3. There may be an increase in natural computing

"There are amazing things we can do with in silico and von Neumann digital architecture to synthesize perfect simulators and very big libraries," predicted George Church, PhD, who leads Synthetic Biology at Harvard's Wyss Institute and has co-founded several biotech companies using AI for drug discovery.

"We're going to see a lot of that going forward, especially in biology and medicine, where you can actually make 10 trillion things cheaply. This is a field where we can input lots of data and go through loops of analysis and synthesis."

4. AI has the potential to replace human clinical trials (But will it?)

Depending on the data used to create the algorithms and how they are applied, it's theoretically possible that drugs could be evaluated using AI alone, without having to recruit patients for clinical trials.

"In 100 years, we may look back and say, 'My God, I can't believe we tested drugs on humans! That was crazy that we did that,'" Mitchell speculated. "We'll have perfect simulation models like the ones George was talking about, where we have a perfect replication of human biology in a model. We'll put in an input and the output we get is always going to be accurate."

But we're not there yet. "In the world we live in now, we have imperfect models of human biology. We put in inputs and they make predictions that might be right or might not be," Mitchell continued. "So, what do we do between that prediction and the validation? The only way to do it now is to evaluate a drug in the human body and see if it works."

AI may be useful for scouring the medical literature for empiric evidence more quickly than any humans could do, and that could be helpful. "But we're not at the point yet where we can just say okay, we trust the prediction. We've ultimately got to assess the drugs in humans," Mitchell added.

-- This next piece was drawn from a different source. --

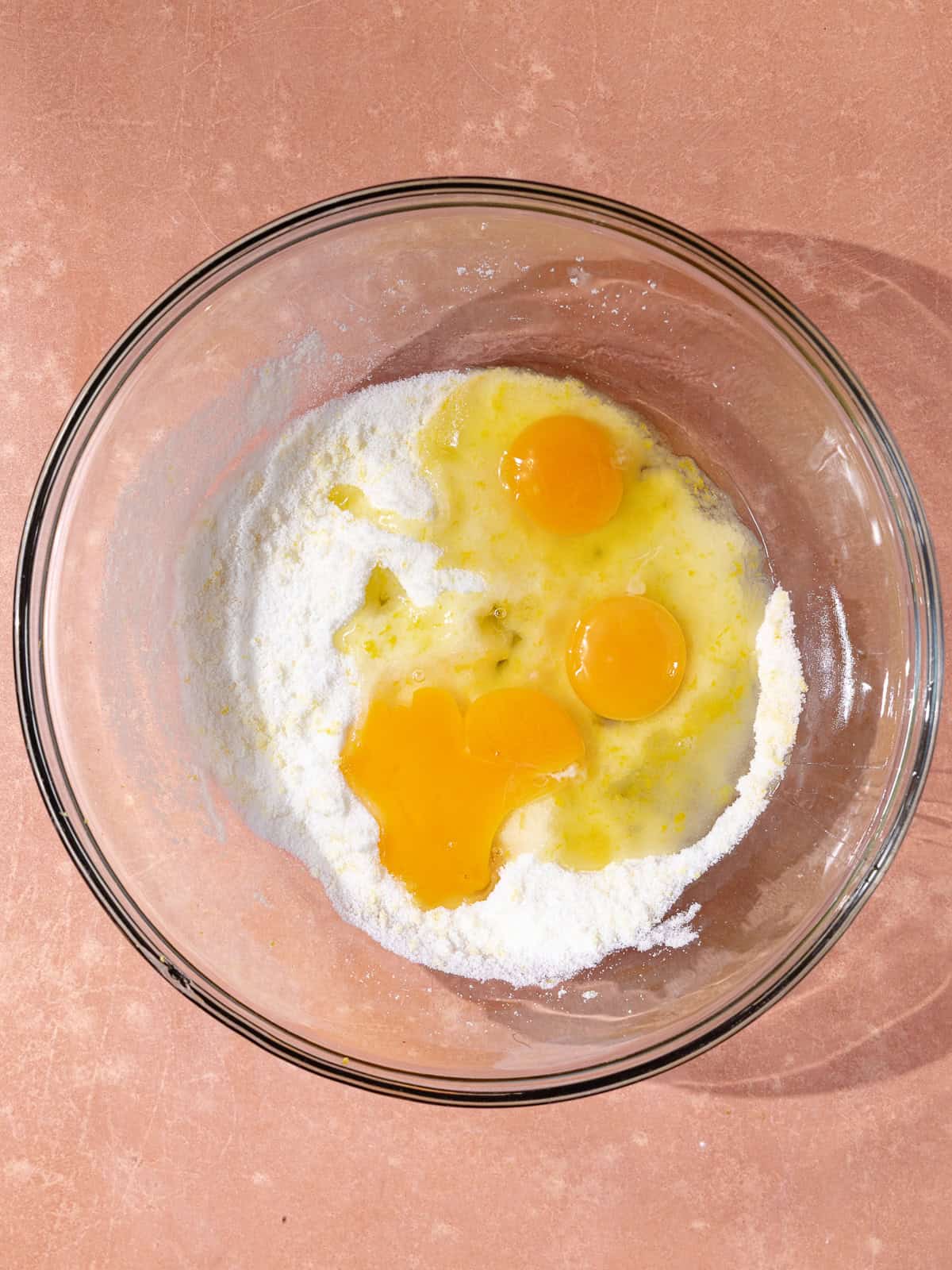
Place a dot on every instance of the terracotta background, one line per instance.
(135, 139)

5. AI itself may invent new technologies

AI systems can also talk to each other. That can have negative effects — such as hospitals using AI to write letters to insurance companies about claims, only to have the insurance companies use AI to refute those letters, with humans only reading the summaries generated by these exchanges. But AI can also promote technology development.

"We're going to start seeing AI creeping into technology development," said Church. "When we get into a self-fueling cycle where AI is inventing new technologies — which can then feed it more and better data — then we're going to see a true explosion."